KBTBD2 was highly expressed in GC. KBTBD2 promotes the progress of GC by activating EGFR signal pathway. KBTBD2 may thus be a novel target for treating GC.
通过研究含 Kelch 重复序列和 BTB(POZ)结构域 2(KBTBD2)的水平及其对胃癌(GC)细胞和小鼠模型的影响,探讨其在胃癌中的作用。

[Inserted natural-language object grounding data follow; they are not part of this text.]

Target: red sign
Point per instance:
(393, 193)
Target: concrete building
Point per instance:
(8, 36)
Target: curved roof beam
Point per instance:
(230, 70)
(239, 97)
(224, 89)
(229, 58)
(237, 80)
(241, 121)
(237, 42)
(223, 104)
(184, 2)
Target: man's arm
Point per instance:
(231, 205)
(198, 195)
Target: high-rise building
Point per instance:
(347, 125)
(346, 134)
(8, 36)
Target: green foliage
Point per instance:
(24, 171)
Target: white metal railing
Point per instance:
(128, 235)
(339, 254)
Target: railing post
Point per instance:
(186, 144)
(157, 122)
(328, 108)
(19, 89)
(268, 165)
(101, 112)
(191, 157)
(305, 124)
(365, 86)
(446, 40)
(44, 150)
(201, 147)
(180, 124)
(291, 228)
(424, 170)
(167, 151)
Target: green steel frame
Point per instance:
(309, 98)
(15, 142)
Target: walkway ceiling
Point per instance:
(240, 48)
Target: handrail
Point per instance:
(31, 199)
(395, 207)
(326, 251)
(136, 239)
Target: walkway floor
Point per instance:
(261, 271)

通过分析 TCGA 数据、蛋白质免疫印迹法和实时定量聚合酶链反应(RT-qPCR)分析 KBTBD2 在 GC 中的表达。分别使用蛋白质免疫印迹法、RT-qPCR、CCK-8、EDU、集落形成实验、划痕实验、Transwell、JC-1 线粒体膜电位和流式细胞术实验评估 KBTBD2 对 GC 细胞体外增殖、活力、侵袭、迁移和凋亡的作用。并通过蛋白质免疫印迹法检测 Bcl-2、BAX、PARP、E-钙黏蛋白、波形蛋白、N-钙黏蛋白、表皮生长因子受体(EGFR)、SOS1、NROS、BRAF、ERK1/2 和甘油醛-3-磷酸脱氢酶(GAPDH)的水平。通过 KEGG 分析预测 KBTBD2 与表皮生长因子受体(EGFR)的关系。使用 R 语言分析 KBTBD2 基因的基因集富集分析(GSEA)。此外,使用 CCK-8、蛋白质免疫印迹法和划痕实验验证 KBTBD2 与 EGFR 通路的相关性。最后,还研究了小鼠体内的肿瘤生长情况。通过 Ki67 染色、TUNEL 染色和小鼠肺转移模型检测细胞增殖、迁移和凋亡情况。
KBTBD2 在 GC 中高表达,且与预后不良相关。此外,沉默 KBTBD2 可抑制 GC 细胞增殖、迁移和侵袭,同时抑制上皮-间质转化(EMT),但促进凋亡。同时,KBTBD2 过表达则显示相反的结果。此外,KBTBD2 调节 EGFR 通路。进一步研究发现,沉默 KBTBD2 可抑制体内肿瘤生长、细胞增殖和迁移,但促进凋亡,而 KBTBD2 过表达则显示相反的结果。
KBTBD2 在 GC 中高表达。KBTBD2 通过激活 EGFR 信号通路促进 GC 的进展。因此,KBTBD2 可能是治疗 GC 的新靶点。